Differential regulation of radioadaptation by quercetin between human normal and cancer cells

Objective: Radiotherapy is a primary treatment for many cancers, but its efficacy is often limited by collateral damage to healthy tissues. Radioadaptation, a phenomenon where low-dose radiotherapy (LDRT) enhances a cell's ability to withstand subsequent high-dose radiation, occurs in normal cells but is generally absent in cancer cells. Quercetin, a natural flavonoid with antioxidant and anticancer properties, has been proposed as a potential radiomodulator. This study aimed to investigate whether quercetin could differentially regulate the radioadaptive response in human normal breast epithelial versus breast cancer cells. Methods: Cell viability, clonogenic survival, oxidative stress, and DNA damage responses were assessed in MCF10A and MCF7 cells following treatment with LDRT (0.1 Gy), quercetin, and high-dose radiation. NQO1 and NRF2 expression levels were measured using RT-qPCR, Western blotting, and immunofluorescence. DNA damage was evaluated by ?-H2AX foci and p-ATM levels. Results: In MCF10A cells, LDRT pre-treatment enhanced resistance to subsequent radiation, which was further potentiated by quercetin, as shown by increased cell viability (p = 0.007), increased surviving fraction (enhancement ratio = 0.85, at 10 % surviving fraction), enhanced adaptation at 4 h on NQO1 mRNA (p < 0.01) and protein expression (p < 0.01), with a modest effect at 24 h on NQO1 mRNA (p = 0.890) and protein (p = 0.453) and reduced ROS level at 24 h (p = 0.021). Quercetin promoted NRF2 delocalization (p = 0.005). In contrast, MCF7 cells showed no radioadaptive response, and quercetin even increased radiosensitivity (enhancement ratio of surviving fraction = 1.12, at 10 surviving fraction) by maintaining ROS levels and DNA damage.
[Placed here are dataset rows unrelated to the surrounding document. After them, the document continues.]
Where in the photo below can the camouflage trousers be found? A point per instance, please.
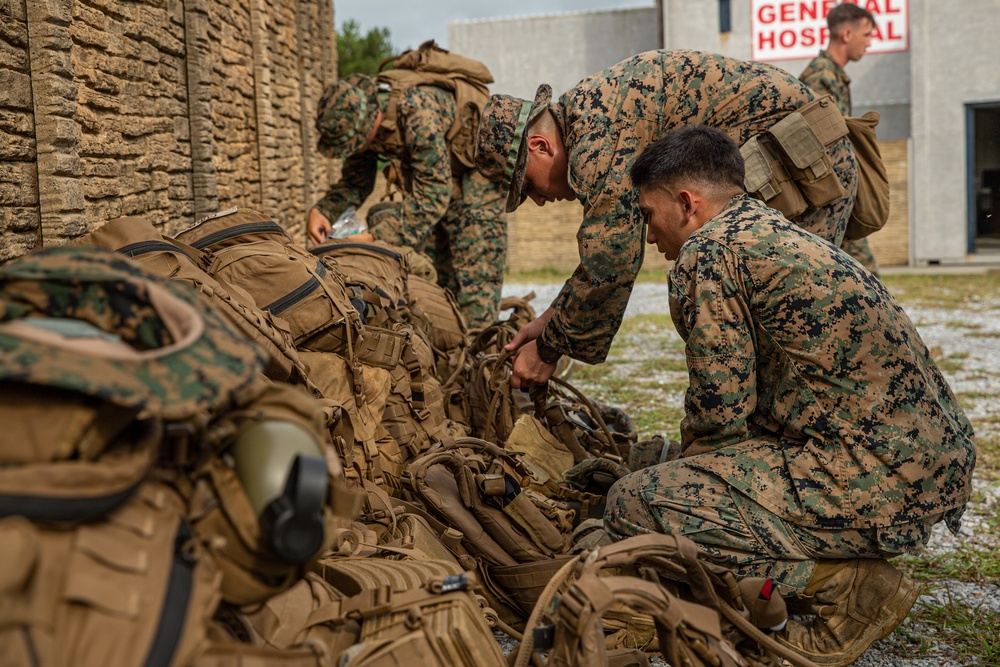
(469, 248)
(830, 221)
(678, 498)
(861, 251)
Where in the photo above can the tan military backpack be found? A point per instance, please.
(430, 65)
(99, 361)
(371, 612)
(677, 603)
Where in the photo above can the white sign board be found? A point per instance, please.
(785, 30)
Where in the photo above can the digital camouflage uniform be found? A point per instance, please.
(816, 423)
(457, 219)
(606, 121)
(825, 77)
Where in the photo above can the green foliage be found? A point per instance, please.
(361, 54)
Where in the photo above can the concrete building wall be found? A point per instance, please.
(559, 49)
(164, 108)
(955, 56)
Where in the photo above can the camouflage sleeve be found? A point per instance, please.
(357, 180)
(590, 306)
(711, 313)
(426, 116)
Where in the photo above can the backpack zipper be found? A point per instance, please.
(238, 230)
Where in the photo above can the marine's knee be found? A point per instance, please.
(627, 512)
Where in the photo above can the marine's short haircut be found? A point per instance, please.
(844, 13)
(698, 153)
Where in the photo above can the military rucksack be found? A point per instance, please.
(657, 592)
(871, 207)
(104, 398)
(430, 65)
(255, 253)
(371, 612)
(138, 240)
(516, 536)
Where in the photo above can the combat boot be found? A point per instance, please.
(856, 602)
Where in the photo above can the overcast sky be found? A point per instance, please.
(410, 22)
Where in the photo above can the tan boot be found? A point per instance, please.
(857, 602)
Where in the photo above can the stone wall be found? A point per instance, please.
(165, 108)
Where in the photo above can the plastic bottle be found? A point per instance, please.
(347, 224)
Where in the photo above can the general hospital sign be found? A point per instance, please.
(793, 30)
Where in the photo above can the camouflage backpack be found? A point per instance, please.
(102, 397)
(371, 612)
(649, 593)
(430, 65)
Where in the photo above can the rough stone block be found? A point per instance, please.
(15, 90)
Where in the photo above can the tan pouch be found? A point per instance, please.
(767, 179)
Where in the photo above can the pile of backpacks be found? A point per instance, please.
(223, 448)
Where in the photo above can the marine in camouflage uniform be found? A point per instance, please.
(816, 424)
(448, 212)
(604, 123)
(826, 77)
(819, 438)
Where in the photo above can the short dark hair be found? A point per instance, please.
(846, 12)
(694, 152)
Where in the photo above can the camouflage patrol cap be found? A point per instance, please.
(346, 115)
(500, 143)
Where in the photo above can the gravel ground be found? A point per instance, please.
(971, 335)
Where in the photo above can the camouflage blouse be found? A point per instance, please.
(805, 372)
Conclusion: Quercetin selectively enhances radioadaptation in normal cells by activating antioxidant pathways and reducing DNA damage, while preserving or amplifying radiosensitivity in cancer cells. These findings support quercetin may serve as a potential radiomodulating agent with favorable safety for increasing the therapeutic window of radiotherapy.